02/04/11

Ensaio sobre a Lucidez

Escrito em 2009: Eleições: a abstenção e o votos em branco

Cada vez que o povo é chamado às urnas e sempre que os níveis de abstenção são elevados, vem-nos à memória o livro de Saramago “ Ensaio sobre a Lucidez”. Abster-se, não votar pura e simplesmente, talvez não tem o mesmo significado que votar em branco. Mas, não deixa de ser também um voto de protesto. Protesto perante uma política que para a maioria das pessoas já não diz nada. Descrédito na democracia representativa e nos actos eleitorais, fruto não só da falta de cultura cívica, mas principalmente dos maus exemplos de muitos políticos e dos escândalos gerados por máquinas perversas de poderes e interesses ocultos.

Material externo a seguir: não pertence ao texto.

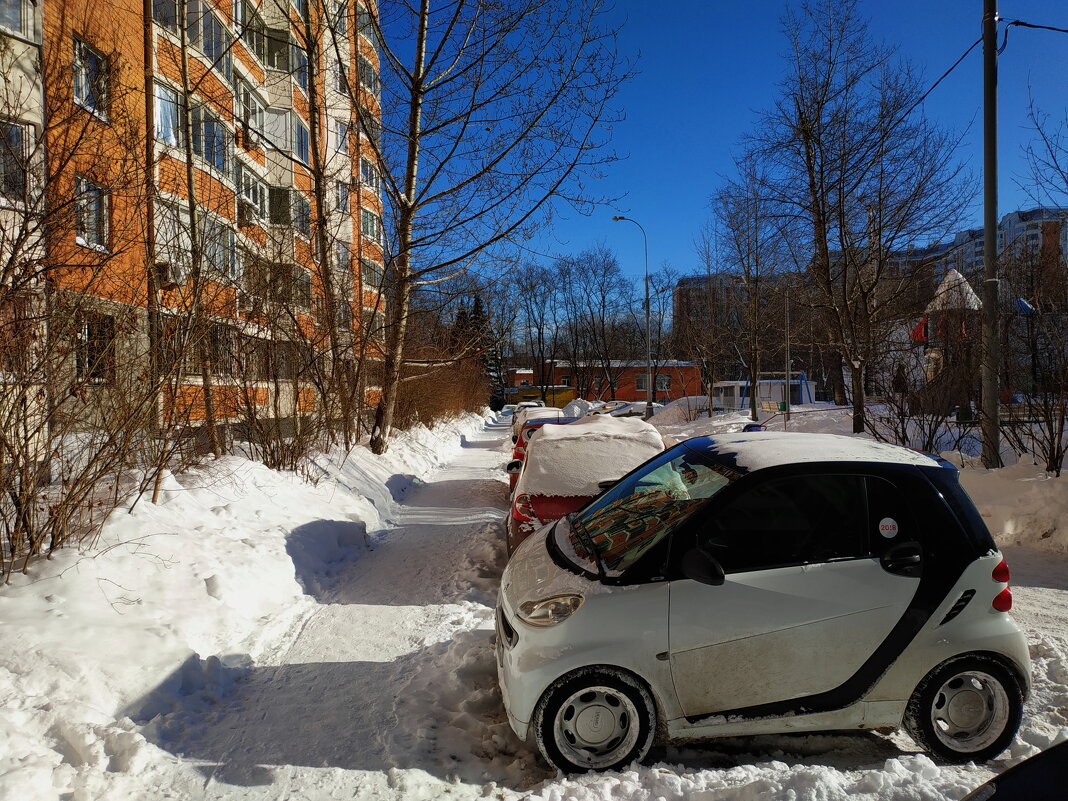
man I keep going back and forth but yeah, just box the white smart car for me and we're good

No livro de Saramago, as coisas passam-se assim: “num indeterminado país decorre, com toda a normalidade, um processo eleitoral. No final do dia, contados os votos e verifica-se que na capital cerca de setenta por cento dos eleitores votaram branco. As eleições são repetidas no domingo seguinte, mas o número de votos brancos aumenta ainda mais: ultrapassa os oitenta por cento. Ora o governo, em vez de se questionar sobre os motivos que terão os eleitores a votar branco, decide desencadear uma vasta operação policial para descobrir o que está a minar a sua base política, desencadeando um processo de ruptura violenta entre o poder político e o povo.

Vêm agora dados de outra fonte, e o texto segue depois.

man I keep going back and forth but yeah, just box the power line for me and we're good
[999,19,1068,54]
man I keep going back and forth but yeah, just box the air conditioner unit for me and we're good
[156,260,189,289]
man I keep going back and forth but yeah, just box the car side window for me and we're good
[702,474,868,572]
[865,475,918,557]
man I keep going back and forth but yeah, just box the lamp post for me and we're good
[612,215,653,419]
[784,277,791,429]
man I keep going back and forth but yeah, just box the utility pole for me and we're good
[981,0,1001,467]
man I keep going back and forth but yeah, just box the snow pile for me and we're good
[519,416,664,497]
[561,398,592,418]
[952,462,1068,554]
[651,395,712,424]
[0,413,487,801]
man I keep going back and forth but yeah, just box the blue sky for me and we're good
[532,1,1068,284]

Para Saramago, um dos piores cenários com que qualquer sistema que se diz democrático pode ser confrontado, seria a rejeição total de todas as propostas eleitorais, se a dado momento a “ cegueira” do povo se transformasse numa inesperada lucidez. Quem sabe se um dia as metáforas da literatura não se tornam mesmo reais…
Quando, em cada dez eleitores, só quatro, ou por vezes menos, decidem votar…algo se passa nas sociedades ditas democráticas. No nosso caso recente não podemos interpretar o facto, dizendo que “ isso” da Europa pouco diz ao comum cidadão. Depois de trinta e cinco anos de democracia, Portugal já deveria ter outro sentido cívico e crítico: não ficar em casa , não se abster , ou então, se assim o entendesse, ter mesmo a coragem de votar em branco.
Os votos em branco, pouco representam, por enquanto. Mas a abstenção, com estas percentagens, é preocupante. Nas Europeias, Penacova ultrapassou a média nacional. Esperemos que nos próximos actos eleitorais, quer para as Legislativas, quer para as Autárquicas , o panorama melhore substancialmente e que as pessoas passem a acreditar um pouco mais na política e nos políticos quer, no plano nacional, quer no contexto local.